Outgoing CO: Modernise the army and allow maritime patrols
The outgoing commander of the Bermuda Regiment has called on Government to move forward with changes to the law to both modernise the part-time army and allow soldiers to carry out maritime patrols.
Lieutenant Colonel Brian Gonsalves, who steps down on June 8, told
The Royal Gazette much work had already been done in both areas and he regretted that neither had happened during his four-year tenure.
The commanding officer said the Regiment was underutilised and everyone — including the Governor, the Commissioner of Police and the Government — agreed it should provide maritime border security, rather than the police.
But the plan has been put on hold while a security and defence review is conducted.
Lt Col Gonsalves said: “The Governor and Government said ‘look, good idea, however, let’s wait until the national security review’. I understand that — it makes sense, it’s logical, I get it.
“My only comeback to that is that everybody agrees that the Regiment assumes the maritime patrols, so why wait? I would like to have seen it happen.

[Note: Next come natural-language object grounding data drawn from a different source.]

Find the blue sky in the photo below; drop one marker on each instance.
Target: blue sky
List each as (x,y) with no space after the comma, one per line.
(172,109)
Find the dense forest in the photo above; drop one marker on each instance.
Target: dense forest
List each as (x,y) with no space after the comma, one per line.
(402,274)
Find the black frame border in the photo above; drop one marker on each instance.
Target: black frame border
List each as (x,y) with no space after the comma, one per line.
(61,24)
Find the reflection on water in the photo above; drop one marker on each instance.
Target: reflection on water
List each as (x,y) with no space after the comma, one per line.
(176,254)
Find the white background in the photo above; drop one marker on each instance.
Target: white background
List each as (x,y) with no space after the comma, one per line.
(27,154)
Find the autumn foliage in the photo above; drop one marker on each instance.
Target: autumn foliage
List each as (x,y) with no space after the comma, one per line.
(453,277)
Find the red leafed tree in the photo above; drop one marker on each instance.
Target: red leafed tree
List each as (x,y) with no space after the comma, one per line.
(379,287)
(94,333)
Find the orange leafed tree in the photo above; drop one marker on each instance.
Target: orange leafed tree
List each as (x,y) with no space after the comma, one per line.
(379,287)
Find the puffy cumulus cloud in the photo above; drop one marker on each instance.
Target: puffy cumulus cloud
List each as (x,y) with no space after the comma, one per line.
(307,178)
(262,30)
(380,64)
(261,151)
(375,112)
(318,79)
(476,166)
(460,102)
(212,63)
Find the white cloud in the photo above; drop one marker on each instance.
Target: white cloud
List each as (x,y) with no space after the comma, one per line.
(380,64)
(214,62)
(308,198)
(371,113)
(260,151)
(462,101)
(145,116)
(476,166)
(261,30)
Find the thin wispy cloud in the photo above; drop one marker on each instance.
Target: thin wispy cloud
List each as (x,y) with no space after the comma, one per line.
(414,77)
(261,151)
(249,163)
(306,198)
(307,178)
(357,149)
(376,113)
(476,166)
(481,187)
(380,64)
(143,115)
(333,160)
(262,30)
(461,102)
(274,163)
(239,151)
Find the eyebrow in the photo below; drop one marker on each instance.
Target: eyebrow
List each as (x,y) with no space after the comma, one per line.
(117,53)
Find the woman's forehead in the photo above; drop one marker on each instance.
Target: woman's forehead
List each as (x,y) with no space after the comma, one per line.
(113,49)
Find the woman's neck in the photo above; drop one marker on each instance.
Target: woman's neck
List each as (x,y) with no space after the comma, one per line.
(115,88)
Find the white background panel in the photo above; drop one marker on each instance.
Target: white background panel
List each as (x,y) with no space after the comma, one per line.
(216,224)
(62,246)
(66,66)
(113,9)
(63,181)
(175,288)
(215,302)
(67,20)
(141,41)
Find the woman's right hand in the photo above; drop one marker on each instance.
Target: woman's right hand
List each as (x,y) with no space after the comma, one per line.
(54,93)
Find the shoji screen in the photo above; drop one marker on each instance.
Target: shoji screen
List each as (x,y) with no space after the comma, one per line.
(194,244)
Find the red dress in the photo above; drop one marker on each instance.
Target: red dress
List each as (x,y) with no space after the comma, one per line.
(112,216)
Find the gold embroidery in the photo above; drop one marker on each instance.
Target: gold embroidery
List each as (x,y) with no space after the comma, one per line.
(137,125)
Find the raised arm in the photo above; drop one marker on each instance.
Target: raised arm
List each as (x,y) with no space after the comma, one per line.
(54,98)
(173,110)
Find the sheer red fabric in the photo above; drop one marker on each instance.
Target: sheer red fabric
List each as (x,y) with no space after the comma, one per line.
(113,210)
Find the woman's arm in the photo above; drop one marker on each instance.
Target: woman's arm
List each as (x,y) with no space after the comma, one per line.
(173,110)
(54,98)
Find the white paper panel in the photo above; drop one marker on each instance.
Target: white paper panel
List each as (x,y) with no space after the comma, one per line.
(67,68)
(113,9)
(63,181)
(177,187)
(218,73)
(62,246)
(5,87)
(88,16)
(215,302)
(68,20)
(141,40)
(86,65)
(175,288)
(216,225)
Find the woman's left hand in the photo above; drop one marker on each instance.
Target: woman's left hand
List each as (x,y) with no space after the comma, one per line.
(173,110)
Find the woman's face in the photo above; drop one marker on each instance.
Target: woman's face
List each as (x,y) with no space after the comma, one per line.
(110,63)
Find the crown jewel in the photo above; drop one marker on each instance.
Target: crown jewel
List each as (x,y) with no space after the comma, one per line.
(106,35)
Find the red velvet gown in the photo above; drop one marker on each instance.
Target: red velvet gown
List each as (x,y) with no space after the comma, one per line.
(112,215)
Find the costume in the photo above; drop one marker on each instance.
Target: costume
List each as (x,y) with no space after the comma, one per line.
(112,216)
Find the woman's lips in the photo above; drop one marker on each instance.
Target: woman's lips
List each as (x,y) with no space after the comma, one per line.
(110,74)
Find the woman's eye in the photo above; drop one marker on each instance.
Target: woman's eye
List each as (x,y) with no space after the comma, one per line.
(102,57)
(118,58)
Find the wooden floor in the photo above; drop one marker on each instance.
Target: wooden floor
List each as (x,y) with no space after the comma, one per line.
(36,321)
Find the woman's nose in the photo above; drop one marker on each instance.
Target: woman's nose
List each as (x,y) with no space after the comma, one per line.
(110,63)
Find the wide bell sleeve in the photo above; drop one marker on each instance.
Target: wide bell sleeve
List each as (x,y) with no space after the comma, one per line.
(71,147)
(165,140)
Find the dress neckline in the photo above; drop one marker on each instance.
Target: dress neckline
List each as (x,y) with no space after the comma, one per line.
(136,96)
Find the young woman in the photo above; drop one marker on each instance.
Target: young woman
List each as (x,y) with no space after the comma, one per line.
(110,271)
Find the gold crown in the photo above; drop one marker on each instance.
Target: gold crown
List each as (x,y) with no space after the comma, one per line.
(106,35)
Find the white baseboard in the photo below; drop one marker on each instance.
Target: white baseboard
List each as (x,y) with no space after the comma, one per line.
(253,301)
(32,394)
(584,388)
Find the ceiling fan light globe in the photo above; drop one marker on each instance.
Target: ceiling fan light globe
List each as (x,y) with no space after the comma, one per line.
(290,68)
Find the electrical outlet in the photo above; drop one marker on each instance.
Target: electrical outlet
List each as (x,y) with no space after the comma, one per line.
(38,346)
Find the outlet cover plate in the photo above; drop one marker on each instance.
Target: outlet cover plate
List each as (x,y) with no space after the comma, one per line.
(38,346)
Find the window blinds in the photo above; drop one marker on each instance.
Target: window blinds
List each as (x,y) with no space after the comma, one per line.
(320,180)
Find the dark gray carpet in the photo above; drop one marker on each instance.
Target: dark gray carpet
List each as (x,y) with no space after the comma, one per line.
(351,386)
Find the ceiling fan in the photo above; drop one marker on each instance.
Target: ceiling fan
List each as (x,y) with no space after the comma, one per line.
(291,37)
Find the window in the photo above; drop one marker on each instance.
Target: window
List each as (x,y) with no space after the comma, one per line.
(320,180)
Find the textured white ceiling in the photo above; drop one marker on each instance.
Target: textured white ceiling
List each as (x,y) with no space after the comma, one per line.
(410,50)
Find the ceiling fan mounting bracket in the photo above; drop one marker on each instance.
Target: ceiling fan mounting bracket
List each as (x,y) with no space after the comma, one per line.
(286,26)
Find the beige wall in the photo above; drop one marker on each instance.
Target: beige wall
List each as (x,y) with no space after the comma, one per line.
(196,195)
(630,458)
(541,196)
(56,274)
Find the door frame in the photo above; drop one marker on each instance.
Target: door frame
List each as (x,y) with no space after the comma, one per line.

“In the long run, it’s going to be cheaper to hire soldiers to the job [though] it might take a little bit more money to get it started.”
Allowing soldiers to conduct the patrols would require a change to the law to grant them powers of arrest.
The CO said that amendment could be “bolted-on” to a piece of legislation drafted and tabled in Parliament late last year just before the general election.
MPs never got the chance to debate or approve the Defence Amendment Act 2012 before the change in Government — and Lt Col Gonsalves said he hoped the new administration would not shelve it.
“The people of Bermuda are crying out for the Regiment to be modernised,” he said. “We revamped the Defence Act and the Governor’s Orders.
“We spent a lot of time and effort and that was submitted to the House [of Assembly] in November 2012. I’m just disappointed it didn’t happen yet.”
The bill would have allowed soldiers to elect to be tried in Magistrates’ Court if they got into trouble at the Regiment.
Fines for failing to turn up for military service would have risen from $900 to $2,000 and the age limit for conscripts would have gone up from 33 to 35 years old.
Public Safety Minister Michael Dunkley told this newspaper: “The Defence Amendment Act 2012 was tabled on the eve of the dissolution of the Legislature for the general election.
“The bill is being reviewed and it is intended that it be tabled in this [parliamentary] session.”
The security and defence review — which is looking at the Regiment, Bermuda Police Service, Bermuda Fire and Rescue Service, HM Customs and the Department of Marine and Ports Services — was discussed at a Government House press conference yesterday.
Mr Dunkley said Government supported the security and defence review “based on the importance of effective internal security and strong border control to our citizens and those who visit our Island”.
He added: “It is the Government’s hope that the review will identify logical synergies and chart a working framework that eliminates any duplication of effort and recommends tasks that best suit the strengths and resources of all.
“One obvious area for consideration is the maritime aspect of our border control.
“There are significant opportunities to strengthen our operations at sea and to increase our interdictive presence in the fight against guns, gangs, drugs and violence.
“It is also important to note that this Government’s commitment to the elimination of conscription is not affected by this review.
“The committee will consider Bermuda’s security needs post-conscription, in keeping with this Government’s promise to grow the full-time component of the Bermuda Regiment.”
Governor George Fergusson said the review would help establish how the organisations can best work together and examine “the joins” between them, to see where they overlap.